Epratuzamab shows novel positive effects in people with lupus in Stage IIb trial

 

Yesterday, two biopharmaceutical companies, UCB and Immunomedics, announced promising results of their phase IIb study for epratuzumab, their drug in development for treating systemic lupus erythematosus (SLE, or lupus). This is hopeful news for all those affected by this autoimmune disease.

 

Epratuzumab, developed by Immunomedics and licensed to UCB in 2006 for possible treatment of all autoimmune dieases, is a humanized anti-CD22 monoclonal antibody with the potential to modulate B cell activity. Although the exact role of CD22 in autoimmunity is not fully understood, it is considered to be a negative regulator of B cell function.

 

B cells are known to contribute to lupus by producing antibodies against the body's own cells and tissues, causing the immune system to turn on itself and resulting in the inflammation and tissue damage are the hallmarks of lupus.

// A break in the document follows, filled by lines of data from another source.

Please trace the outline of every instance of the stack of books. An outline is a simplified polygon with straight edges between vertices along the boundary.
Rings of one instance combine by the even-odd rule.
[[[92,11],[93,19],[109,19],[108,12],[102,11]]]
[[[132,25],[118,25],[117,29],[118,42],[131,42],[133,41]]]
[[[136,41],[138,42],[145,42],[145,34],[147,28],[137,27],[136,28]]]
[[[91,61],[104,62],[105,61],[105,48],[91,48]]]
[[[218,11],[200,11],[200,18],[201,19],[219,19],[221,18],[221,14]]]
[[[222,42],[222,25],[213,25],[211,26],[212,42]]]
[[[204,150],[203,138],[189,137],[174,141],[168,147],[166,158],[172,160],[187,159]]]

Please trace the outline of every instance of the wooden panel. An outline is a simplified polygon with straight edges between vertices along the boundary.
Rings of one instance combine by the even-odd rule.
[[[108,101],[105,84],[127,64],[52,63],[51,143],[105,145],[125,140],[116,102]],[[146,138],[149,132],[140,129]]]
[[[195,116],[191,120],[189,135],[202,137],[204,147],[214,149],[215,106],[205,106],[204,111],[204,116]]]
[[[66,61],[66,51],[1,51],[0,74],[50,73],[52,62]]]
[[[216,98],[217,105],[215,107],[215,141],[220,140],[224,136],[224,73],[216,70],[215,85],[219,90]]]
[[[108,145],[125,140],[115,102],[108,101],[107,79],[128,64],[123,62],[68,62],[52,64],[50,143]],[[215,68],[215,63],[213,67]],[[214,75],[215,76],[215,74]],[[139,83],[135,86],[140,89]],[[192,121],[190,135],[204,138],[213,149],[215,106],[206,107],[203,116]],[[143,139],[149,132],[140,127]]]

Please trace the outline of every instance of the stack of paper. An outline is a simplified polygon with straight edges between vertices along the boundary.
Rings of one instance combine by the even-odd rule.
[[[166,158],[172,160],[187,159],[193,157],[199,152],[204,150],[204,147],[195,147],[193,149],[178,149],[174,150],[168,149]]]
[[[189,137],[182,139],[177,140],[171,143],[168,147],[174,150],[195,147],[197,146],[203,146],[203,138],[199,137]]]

UCB and Immunomedic's released trial results showed that the treatment advantage of epratuzumab over a placebo reached 24.9% at week 12.

 

In other words: 227 people with moderate to severe lupus took part in this trial. Some subjects were given a placebo, and some were given epratuzumab. 24.9% of those given epratuzumab showed improvement in their symptoms over the 12 weeks of the trial.

 

WHAT THIS MEANS FOR PEOPLE WITH LUPUS: 

UCB will better understand how to design a potential phase III trial studying many more patients. The results of the phase IIb study will help give UCB researchers confidence in determining best dosage and frequency when the larger scale clinical trial is designed. Very basically, this trial gives UCB researchers useful data for moving epratuzumab further down the clinical pipeline, giving people with lupus another glimmer of hope for a potential new therapy for the disease.

 

As Anna Novotney Barry, UCB's Clinical Program Director said, This 12-week study was specifically aimed at identifying the best dose of epratuzumab, dosing regimen, and primary efficacy endpoint to take forward to the larger phase III confirmatory trials. We are delighted to report these positive results, which have provided essential data which create the foundation for our planned phase III clinical program.

  

This promising news about epratuzumab was made possible in part through your support of the Alliance for Lupus Research (ALR).  The ALR has strongly supported B-cell inhibition and depletion research, going back to some of our very first grants funded, now nearly ten years ago. Since inception, the ALR has funded almost $5-million in the area of B-cell research.

 

There is no doubt that research supported by the ALR has brought us to the point where, for the first time in decades, many new potential agents for the treatment of lupus are in the clinical pipeline. This news from UCB and Immunomedics is a positive step in the right direction, and we will watch with great interest for updates on epratuzumab.